Unlike Richardson and Ruckelshaus, who resigned rather than take action they thought was illegal, Yates -- an Obama political appointee who agreed to stay on -- deliberately chose political martyrdom. She ordered the Department of Justice to not defend Trump’s order temporarily closing the nation’s borders to refugees and people from seven predominantly Muslim countries.
Trump did not seek Yates’ advice before issuing his order, and maybe he should have. Acting like the whirling dervish CEO he always was, Trump didn’t even share it with some of his top advisors, but he did get a favorable opinion from Justice’s office of legal counsel, which approved it for “form and legality.” Yates took it upon herself to overrule that office.
Yates’ directive to her staff was based partly on law, but also on her personal sense of “what is right.” Deciding “right” is not in her job description.
The courts eventually will decide on the legality of Trump’s order and courts already have stayed portions of it. That should hearten those quaking with the fear they are living in a Trump fascist dictatorship.
Yates’ elevation of her personal morality over the law reminded me of former Pennsylvania Attorney General Kathleen Kane’s edict in 2013 that her office would not defend the Pennsylvania law banning gay marriage.
Her personal belief was that the law was unconstitutional, which would matter only if she were a judge. That it later was knocked down by the Supreme Court is immaterial. It could have just as easily been upheld.
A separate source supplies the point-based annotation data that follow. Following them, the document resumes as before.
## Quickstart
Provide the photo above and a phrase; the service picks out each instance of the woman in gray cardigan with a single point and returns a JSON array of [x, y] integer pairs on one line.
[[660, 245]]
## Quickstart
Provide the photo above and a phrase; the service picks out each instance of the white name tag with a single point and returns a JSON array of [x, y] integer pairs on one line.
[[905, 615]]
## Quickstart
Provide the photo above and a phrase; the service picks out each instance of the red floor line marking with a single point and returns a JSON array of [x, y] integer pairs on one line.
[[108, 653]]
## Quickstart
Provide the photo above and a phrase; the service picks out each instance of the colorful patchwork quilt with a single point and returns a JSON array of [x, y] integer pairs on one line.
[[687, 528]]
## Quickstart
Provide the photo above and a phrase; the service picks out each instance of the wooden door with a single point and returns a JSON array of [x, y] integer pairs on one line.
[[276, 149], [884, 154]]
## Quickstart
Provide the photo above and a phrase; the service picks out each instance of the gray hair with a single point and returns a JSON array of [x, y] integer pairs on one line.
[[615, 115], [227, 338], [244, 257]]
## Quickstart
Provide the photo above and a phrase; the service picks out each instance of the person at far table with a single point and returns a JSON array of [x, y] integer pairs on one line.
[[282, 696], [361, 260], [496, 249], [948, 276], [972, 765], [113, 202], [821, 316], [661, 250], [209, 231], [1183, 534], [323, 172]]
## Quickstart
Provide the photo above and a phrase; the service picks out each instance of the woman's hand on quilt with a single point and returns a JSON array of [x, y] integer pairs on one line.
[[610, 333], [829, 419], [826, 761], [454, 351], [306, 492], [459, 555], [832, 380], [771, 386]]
As attorney general, Kane’s sworn duty was to defend her client -- the Commonwealth of Pennsylvania -- whether she liked its law or not. Criminal defense attorneys, for example, must provide the best defense for their clients whether they believe them to be innocent or not.
It’s the way the system works. You are hired to do a job, you do it. SEPTA drivers drive the routes they are given. If they don’t like the route, they can quit. They can’t decide to simply pick another route or not drive at all.
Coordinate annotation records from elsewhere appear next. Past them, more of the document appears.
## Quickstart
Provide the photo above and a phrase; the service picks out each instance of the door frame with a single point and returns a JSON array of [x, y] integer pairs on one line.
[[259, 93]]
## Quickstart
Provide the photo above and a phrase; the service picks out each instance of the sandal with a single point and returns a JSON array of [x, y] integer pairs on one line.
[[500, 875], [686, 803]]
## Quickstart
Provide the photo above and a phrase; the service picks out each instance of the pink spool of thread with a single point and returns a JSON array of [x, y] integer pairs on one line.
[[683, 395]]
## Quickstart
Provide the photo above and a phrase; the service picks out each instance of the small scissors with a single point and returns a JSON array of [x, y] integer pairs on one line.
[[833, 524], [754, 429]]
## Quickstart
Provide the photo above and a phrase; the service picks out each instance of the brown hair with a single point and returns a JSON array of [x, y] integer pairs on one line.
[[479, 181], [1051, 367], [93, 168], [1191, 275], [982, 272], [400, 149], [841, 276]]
Inserting personal morality over the law leads to a snake pit because morality is subjective.
When Pennsylvania’s marriage law was being challenged, Montgomery County Register of Wills Bruce Hanes started handing out marriage licenses to gay couples because his personal morality told him it was the right thing to do.
The gay community and others hailed him as a hero, even though he was breaking the law.
I asked his supporters how they would feel if an elected official who felt the opposite acted on personal morality.
It didn’t take long for exactly that to happen.
Kim Davis, clerk of Rowan County, Kentucky, after gay marriage was the law of the land, refused to issue marriage licenses to gay couples because it conflicted with her personal religious principles. She was hailed as a hero by religious fundamentalists and others.
The difference between Davis and Hanes was that he stopped when ordered to. Davis went to jail for her beliefs.
Both Hanes and Davis were wrong for the same reason -- they nullified the law.
Civil society, orderly society, is based on a collective agreement that the law is impartial and protects us all. When a law fails to do that, we have the means to change it in the courts.
The law is not an ala carte buffet where you get to select only what you like -- yes to the kung pao chicken, no to the garlic beef.
When each of us is a law unto ourselves, the concept of “law” becomes meaningless.